Insuline bevordert de opslag van glucose in de vorm van glycogeen. Cellen kunnen meer glucose opnemen. Hierdoor daalt de bloedsuikerspiegel tot een normale waarde. Insuline wordt altijd per injectie toegediend. Bij type I diabetes wordt alleen insuline gebruikt en geen andere middelen [2]. Als bijwerking kan een sterke daling van de bloedsuikerspiegel voorkomen. Klachten hierbij zijn trillen, duizeligheid, zweten, concentratiestoornissen, hartkloppingen en wazig zien [4].
– Voorbeelden: insuline aspart (Novorapid® en Novomix®), insuline (Insulatard® en Mixtard®) en insuline glargine (Lantus®).
Orale bloedglucoseverlagende middelen worden opgesplitst in de groepen sulfonylureumderivaten en biguaniden.
Sulfonylureumderivaten
Sulfonylureumderivaten worden toegepast bij mensen met diabetes type II. Het zijn middelen die de afgifte van insuline stimuleren. Bijwerkingen: te lage bloedsuikerspiegel, maag-darmstoornissen, allergische huidreacties en overgevoeligheid voor alcohol.
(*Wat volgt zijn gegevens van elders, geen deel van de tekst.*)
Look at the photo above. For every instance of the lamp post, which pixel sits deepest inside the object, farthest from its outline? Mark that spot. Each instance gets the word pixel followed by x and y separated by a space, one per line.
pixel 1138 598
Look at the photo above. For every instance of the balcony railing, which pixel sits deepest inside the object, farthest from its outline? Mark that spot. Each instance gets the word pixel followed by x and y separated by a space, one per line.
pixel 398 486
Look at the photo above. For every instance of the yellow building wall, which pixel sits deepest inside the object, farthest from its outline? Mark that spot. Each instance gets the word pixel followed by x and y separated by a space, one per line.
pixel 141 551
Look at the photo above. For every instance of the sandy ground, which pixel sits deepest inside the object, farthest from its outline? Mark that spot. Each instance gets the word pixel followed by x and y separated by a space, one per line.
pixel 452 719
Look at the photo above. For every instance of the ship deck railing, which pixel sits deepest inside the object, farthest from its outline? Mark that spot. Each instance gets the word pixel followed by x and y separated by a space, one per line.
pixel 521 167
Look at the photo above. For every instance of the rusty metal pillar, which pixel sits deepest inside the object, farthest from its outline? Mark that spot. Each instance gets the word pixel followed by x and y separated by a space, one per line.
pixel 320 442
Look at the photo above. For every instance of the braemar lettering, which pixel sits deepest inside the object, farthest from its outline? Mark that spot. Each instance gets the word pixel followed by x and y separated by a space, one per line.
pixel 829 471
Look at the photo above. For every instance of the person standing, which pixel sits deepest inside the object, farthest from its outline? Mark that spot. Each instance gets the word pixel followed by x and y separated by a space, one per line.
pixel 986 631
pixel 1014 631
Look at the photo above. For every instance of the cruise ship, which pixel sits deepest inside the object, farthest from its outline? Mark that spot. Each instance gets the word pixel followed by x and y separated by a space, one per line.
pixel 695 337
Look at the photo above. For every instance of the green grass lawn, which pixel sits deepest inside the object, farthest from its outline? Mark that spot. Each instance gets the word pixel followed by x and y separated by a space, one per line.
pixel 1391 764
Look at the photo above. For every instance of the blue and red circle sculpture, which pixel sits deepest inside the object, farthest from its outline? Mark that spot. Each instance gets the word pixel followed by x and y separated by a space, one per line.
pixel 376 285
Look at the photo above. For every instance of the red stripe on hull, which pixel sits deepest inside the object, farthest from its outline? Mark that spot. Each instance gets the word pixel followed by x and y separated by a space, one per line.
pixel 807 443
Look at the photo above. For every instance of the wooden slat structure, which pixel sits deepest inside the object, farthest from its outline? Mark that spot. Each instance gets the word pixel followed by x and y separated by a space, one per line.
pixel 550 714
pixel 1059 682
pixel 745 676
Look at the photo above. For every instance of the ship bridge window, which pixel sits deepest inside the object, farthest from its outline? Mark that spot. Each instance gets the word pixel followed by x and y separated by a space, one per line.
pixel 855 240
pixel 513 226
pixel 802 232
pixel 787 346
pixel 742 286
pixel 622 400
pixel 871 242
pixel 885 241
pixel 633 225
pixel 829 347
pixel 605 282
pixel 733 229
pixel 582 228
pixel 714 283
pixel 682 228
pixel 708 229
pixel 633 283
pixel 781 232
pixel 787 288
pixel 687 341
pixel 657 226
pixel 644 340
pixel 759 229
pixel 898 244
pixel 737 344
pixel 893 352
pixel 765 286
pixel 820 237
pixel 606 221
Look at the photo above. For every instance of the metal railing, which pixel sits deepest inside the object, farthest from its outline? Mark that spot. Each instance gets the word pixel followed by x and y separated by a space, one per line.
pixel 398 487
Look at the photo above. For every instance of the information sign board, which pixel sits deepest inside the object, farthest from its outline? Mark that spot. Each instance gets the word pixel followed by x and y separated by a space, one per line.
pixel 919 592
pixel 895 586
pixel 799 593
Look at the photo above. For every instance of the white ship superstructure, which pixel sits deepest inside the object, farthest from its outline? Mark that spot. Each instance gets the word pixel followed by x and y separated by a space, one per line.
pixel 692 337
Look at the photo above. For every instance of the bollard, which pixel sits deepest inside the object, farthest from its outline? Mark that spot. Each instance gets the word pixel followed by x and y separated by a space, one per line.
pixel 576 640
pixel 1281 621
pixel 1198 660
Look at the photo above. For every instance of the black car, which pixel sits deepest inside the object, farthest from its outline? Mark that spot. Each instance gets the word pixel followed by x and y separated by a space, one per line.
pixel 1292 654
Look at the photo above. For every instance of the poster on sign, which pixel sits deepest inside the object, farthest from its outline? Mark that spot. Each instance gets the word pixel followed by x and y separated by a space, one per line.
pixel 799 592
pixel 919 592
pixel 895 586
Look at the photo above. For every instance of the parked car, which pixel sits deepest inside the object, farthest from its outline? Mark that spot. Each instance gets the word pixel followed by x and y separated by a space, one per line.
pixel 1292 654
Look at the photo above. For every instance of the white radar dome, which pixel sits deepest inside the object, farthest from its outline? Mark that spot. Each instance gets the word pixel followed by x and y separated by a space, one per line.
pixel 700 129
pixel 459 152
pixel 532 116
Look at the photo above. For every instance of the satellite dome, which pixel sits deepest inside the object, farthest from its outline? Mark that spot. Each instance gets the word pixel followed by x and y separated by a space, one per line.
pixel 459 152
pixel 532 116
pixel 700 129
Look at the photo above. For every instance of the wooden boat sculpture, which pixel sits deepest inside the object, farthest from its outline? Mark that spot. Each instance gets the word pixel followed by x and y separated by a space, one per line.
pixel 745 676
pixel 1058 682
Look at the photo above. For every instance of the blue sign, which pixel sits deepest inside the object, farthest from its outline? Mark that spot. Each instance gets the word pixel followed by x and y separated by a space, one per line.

– Voorbeelden: tolbutamide (Rastinon®), glibenclamide (Daonil® en Euglucon®) en gliclazide (Diamicron®).
Biguaniden
Biguaniden worden toegepast bij mensen met diabetes type II met overgewicht. Ze maken de beschikbare insuline beter werkzaam door meer insulinereceptoren vrij te maken en overbodige aanmaak van glucose te verminderen. Bijwerkingen: verminderde eetlust en maag-darmklachten.
– Voorbeeld: metformine (Glucophage®).
Thiazolidinedionen
Thiazolidinedionen bevorderen de werking van insuline op een nog onbekende manier [4]. Het duurt zes tot acht weken voordat deze middelen goed werken. Bijwerkingen: gewichtstoename en vochtophoping.
– Voorbeelden: pioglitazon (Actos®) en rosiglitazon (Avandia®).
Overige bloedglucoseverlagende middelen hebben net als eerdergenoemde groepen een bloeddrukverlagend effect. Hiertoe behoren repaglinide (Novonorm®), acarbose (Glucobay®) en sitagliptine (Januvia®).